Sunday, September 2, 2012

A Study in Identity

So, I ordered my first ever complete fat quarter bundle. "Field Study" by Anna Maria Horner. I usually order a few half yards from a line I really like, or a smaller bundle of one colourway of a fabric collection. But I decided this was my birthday present - never mind that my birthday is at the end of October. We all know that in two months this fabric will be long gone unless you have a local quilt shop that stocks it. So I bought it now.
As soon as it came I pulled apart the stack of fabrics and re-folded them and checked them out. Then I laid them out on the bathroom floor, all ready to pre-wash. I really like this collection - the colours have a lot of depth and complexity, the patterns will cut up really nicely into smaller patchwork or stand alone as bigger pieces, and the way the shades and tones of colour work together on the various fabrics is really original. Once again, Anna Maria Horner's creative genius at work.
Now that my bookshelves are in the hallway right outside of my bathroom (also the laundry room - our house is very compact), I fold fabric and set it on my bookshelf, ready to be moved to my craft area. I was laughing at these bright, luminescent fabrics sitting in front of "No Exit" by Sartre and "Beckett: The complete plays" and assorted Shakespeareian Tragedies. I studied English and Theater in university, and I was fascinated with Modernist and early Post-Modern theatre and poetry.

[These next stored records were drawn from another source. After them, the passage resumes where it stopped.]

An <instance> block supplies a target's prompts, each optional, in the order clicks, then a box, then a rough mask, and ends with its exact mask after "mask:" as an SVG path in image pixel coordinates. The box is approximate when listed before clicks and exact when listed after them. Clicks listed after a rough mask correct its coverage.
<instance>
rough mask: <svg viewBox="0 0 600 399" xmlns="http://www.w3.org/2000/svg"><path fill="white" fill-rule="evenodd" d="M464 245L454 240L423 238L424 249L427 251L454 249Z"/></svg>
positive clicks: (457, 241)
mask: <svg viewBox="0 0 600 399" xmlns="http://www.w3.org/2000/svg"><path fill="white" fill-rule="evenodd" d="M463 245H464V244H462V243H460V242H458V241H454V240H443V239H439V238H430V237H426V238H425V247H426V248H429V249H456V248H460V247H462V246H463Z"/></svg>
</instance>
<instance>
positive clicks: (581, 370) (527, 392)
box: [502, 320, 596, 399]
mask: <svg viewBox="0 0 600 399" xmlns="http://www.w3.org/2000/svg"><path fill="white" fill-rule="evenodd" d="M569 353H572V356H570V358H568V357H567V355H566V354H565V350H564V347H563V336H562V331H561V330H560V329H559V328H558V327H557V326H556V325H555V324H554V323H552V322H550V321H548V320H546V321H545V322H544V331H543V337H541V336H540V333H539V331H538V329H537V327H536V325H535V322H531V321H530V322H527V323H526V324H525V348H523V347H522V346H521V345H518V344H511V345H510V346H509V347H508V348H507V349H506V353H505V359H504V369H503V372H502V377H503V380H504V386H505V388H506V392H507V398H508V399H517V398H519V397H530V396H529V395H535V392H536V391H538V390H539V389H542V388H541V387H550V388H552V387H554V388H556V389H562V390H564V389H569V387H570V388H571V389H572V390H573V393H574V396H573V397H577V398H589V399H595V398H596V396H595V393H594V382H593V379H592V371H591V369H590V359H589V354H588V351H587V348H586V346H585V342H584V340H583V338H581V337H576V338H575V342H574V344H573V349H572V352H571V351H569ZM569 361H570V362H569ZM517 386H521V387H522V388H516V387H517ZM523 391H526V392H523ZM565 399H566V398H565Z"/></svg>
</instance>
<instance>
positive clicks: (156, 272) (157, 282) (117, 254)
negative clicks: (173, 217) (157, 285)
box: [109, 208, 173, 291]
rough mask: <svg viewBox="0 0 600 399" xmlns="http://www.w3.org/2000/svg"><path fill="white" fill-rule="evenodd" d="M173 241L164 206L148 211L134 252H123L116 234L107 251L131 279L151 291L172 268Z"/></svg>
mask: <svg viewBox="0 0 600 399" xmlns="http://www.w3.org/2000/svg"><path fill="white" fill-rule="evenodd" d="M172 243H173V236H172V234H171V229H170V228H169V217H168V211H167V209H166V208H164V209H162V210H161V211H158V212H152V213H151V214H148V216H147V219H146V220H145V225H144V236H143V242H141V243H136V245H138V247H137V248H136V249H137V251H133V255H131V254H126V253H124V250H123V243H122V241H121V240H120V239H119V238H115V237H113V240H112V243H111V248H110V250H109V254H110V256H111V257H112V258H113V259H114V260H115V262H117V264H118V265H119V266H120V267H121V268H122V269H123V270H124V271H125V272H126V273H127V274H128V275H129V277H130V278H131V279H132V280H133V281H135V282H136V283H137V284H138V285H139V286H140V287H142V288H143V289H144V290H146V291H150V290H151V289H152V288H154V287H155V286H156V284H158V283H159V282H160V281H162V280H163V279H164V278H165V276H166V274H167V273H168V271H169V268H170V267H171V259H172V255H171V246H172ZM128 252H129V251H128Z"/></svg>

At first I thought the two things - the new fabric and the old books - were juxtaposed. But then I realized that they actually, in a way, represent something similar. The thing I loved about those works of art was the strange moodiness and drama inherent in 20th century despair and disconnection. I love the surprising way images and metaphors and symbols were stacked and layered to create meaning that you interpret using your unconcious as much as you do using your logic and reasoning.  And really, except for the existential despair, I think the rest of that is all present in these fabrics, isn't it? Moody colours, dream-like images, bits of surprising patterns and symbols to sort and re-arrange to create all kinds of meaning and mood. Ah, I knew the poet in me would re-emerge one day. I just didn't know she's use fabric instead of words.